?Final Price Realized includes Buyer’s Premium added to Hammer Price
Estimate: $ 20,000 - $ 30,000
MARTIN LEWIS Subway Steps.
Drypoint printed in dark brownish black, 1930. 345x205 mm; 13 5/8x8 1/8 inches, full margins. Second state (of 2), after the reduction of the plate. One of only 8 artist's proofs in this state, aside from the edition of approximately 65. Signed and inscribed "No 5—final proof after cutting plate" in pencil, lower margin. A brilliant, richly-inked and dark impression with strong contrasts and all the details distinct.

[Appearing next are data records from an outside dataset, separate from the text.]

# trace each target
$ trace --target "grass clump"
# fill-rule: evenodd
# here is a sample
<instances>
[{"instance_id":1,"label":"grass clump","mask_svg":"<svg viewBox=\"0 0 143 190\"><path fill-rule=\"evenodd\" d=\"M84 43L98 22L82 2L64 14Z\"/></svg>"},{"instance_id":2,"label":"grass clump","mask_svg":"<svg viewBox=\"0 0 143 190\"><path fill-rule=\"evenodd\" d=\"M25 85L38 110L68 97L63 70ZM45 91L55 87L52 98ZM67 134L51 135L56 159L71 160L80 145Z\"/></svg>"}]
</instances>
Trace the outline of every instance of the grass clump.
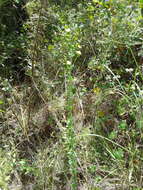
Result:
<instances>
[{"instance_id":1,"label":"grass clump","mask_svg":"<svg viewBox=\"0 0 143 190\"><path fill-rule=\"evenodd\" d=\"M137 1L24 8L25 79L0 79L0 188L142 189Z\"/></svg>"}]
</instances>

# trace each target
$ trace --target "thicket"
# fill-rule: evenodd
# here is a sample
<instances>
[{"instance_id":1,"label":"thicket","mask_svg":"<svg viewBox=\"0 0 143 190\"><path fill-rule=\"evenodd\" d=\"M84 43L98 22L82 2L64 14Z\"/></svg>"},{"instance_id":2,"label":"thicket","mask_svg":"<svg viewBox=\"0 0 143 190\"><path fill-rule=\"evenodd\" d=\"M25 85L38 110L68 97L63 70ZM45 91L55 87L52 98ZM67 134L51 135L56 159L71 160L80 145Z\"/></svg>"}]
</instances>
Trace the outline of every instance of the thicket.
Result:
<instances>
[{"instance_id":1,"label":"thicket","mask_svg":"<svg viewBox=\"0 0 143 190\"><path fill-rule=\"evenodd\" d=\"M142 190L142 5L0 1L0 189Z\"/></svg>"}]
</instances>

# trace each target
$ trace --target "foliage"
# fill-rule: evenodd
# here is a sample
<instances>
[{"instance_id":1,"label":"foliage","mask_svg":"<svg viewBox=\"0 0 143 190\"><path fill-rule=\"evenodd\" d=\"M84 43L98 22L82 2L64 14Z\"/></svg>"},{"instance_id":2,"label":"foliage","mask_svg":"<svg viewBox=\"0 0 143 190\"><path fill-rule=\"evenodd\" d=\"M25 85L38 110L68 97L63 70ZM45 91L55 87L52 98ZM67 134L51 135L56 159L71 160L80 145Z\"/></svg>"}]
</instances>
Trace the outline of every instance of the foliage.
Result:
<instances>
[{"instance_id":1,"label":"foliage","mask_svg":"<svg viewBox=\"0 0 143 190\"><path fill-rule=\"evenodd\" d=\"M142 1L1 2L2 188L141 189Z\"/></svg>"}]
</instances>

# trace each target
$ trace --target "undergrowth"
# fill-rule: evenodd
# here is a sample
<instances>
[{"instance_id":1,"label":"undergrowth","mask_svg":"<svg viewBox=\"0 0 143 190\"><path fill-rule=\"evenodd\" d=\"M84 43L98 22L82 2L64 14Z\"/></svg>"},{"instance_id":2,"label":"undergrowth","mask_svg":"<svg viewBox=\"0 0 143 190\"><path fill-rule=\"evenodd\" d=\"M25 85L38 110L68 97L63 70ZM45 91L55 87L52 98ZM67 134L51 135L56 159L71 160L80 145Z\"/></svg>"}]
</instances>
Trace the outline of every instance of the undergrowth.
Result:
<instances>
[{"instance_id":1,"label":"undergrowth","mask_svg":"<svg viewBox=\"0 0 143 190\"><path fill-rule=\"evenodd\" d=\"M0 189L143 189L141 3L30 0L17 41L1 23Z\"/></svg>"}]
</instances>

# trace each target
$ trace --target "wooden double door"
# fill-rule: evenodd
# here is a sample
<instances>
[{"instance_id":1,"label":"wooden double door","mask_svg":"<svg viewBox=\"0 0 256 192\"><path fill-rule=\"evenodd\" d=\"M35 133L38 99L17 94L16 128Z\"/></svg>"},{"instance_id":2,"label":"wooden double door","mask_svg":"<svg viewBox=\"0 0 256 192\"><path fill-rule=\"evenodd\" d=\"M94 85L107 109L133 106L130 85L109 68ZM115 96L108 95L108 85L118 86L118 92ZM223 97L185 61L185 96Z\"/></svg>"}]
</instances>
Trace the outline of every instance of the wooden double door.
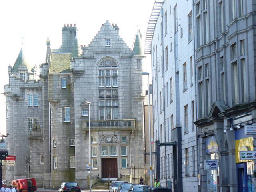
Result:
<instances>
[{"instance_id":1,"label":"wooden double door","mask_svg":"<svg viewBox=\"0 0 256 192\"><path fill-rule=\"evenodd\" d=\"M102 178L117 178L117 158L101 159Z\"/></svg>"}]
</instances>

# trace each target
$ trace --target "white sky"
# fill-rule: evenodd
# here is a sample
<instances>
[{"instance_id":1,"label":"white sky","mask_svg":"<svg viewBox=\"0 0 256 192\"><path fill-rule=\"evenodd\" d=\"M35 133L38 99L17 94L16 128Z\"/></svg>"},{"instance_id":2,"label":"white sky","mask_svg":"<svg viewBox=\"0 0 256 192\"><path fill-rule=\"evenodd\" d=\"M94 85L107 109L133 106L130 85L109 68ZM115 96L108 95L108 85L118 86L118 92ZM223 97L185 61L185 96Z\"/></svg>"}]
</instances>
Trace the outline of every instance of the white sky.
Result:
<instances>
[{"instance_id":1,"label":"white sky","mask_svg":"<svg viewBox=\"0 0 256 192\"><path fill-rule=\"evenodd\" d=\"M45 62L46 40L52 48L62 44L64 24L76 24L81 44L90 43L106 20L117 23L119 34L130 48L137 25L144 42L148 22L155 0L8 0L0 1L1 69L0 93L8 84L8 67L13 66L21 47L32 65ZM148 58L150 57L148 55ZM150 58L145 62L151 72ZM6 99L0 95L0 131L6 130Z\"/></svg>"}]
</instances>

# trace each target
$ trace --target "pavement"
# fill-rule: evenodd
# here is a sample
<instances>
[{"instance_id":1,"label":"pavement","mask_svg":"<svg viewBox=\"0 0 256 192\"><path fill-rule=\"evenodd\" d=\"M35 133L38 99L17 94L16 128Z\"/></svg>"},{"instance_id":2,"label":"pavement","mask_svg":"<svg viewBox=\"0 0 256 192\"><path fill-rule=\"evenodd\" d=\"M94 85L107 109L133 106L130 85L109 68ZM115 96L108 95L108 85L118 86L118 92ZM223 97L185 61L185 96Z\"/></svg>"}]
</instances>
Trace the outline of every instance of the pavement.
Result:
<instances>
[{"instance_id":1,"label":"pavement","mask_svg":"<svg viewBox=\"0 0 256 192\"><path fill-rule=\"evenodd\" d=\"M43 188L39 188L37 189L37 192L57 192L58 189L44 189ZM82 192L89 192L89 190L82 190ZM108 192L108 190L92 190L92 191L98 192Z\"/></svg>"}]
</instances>

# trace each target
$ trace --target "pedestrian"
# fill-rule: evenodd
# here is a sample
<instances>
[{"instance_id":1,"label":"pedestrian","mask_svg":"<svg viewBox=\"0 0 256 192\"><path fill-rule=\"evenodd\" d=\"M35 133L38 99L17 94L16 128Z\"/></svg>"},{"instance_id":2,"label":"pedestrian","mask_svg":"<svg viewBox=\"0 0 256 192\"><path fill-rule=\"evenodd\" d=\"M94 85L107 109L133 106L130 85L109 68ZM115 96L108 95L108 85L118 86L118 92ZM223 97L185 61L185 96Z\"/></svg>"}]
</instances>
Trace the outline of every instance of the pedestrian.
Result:
<instances>
[{"instance_id":1,"label":"pedestrian","mask_svg":"<svg viewBox=\"0 0 256 192\"><path fill-rule=\"evenodd\" d=\"M158 187L160 186L160 183L157 181L157 179L155 179L155 182L154 183L154 187Z\"/></svg>"},{"instance_id":2,"label":"pedestrian","mask_svg":"<svg viewBox=\"0 0 256 192\"><path fill-rule=\"evenodd\" d=\"M0 192L9 192L9 189L7 188L7 184L5 183L3 186L0 189Z\"/></svg>"},{"instance_id":3,"label":"pedestrian","mask_svg":"<svg viewBox=\"0 0 256 192\"><path fill-rule=\"evenodd\" d=\"M143 184L143 178L142 178L142 177L140 177L140 184Z\"/></svg>"},{"instance_id":4,"label":"pedestrian","mask_svg":"<svg viewBox=\"0 0 256 192\"><path fill-rule=\"evenodd\" d=\"M9 192L16 192L16 190L13 188L12 185L10 185Z\"/></svg>"}]
</instances>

Lewis (1881-1962) had met Edward Hopper approximately 15 years after his arrival in the United States in 1900. The two artists shared discontent over their commercial careers. In 1927, Lewis was given a solo exhibition at Kennedy & Company in New York and successive shows at the gallery were so well received that Lewis, like Hopper after his own first taste of success, stopped commercial work after 1929.
Lewis's career was built upon his technical virtuosity in printmaking. Lewis's first interest in printmaking has been tied to his work for the Sydney newspaper Bulletin in the 1890s. While in Australia, he was exposed to works of several important etchers, including Australian artist Arthur Streeton, as well as Seymour Haden (Whistler's brother-in-law), Rembrandt, Charles Meryon, and James A. M. Whistler, but there was no known attempt to etch before Lewis reached the United States. Lewis's first documented print, Smoke Pillar, Weehawken, printed in 1915, (see McCarron 1) has enough technical skill to argue that this was not the artist's first attempt (he was known to have destroyed unsatisfactory impressions). The same year, Lewis encouraged Hopper to take up printmaking and gave him technical advice. After this exchange, Hopper created his own etching Paris Street Scene with Carriage, 1915-18 (see Levin 6). While Lewis would employ aquatint and other processes in conjunction with etching, Hopper continued to work with only etching and drypoint. Nevertheless, the two artists would use largely the same subject matter and compositional elements, like cutting angles and the interplay between light and shadow. McCarron 90.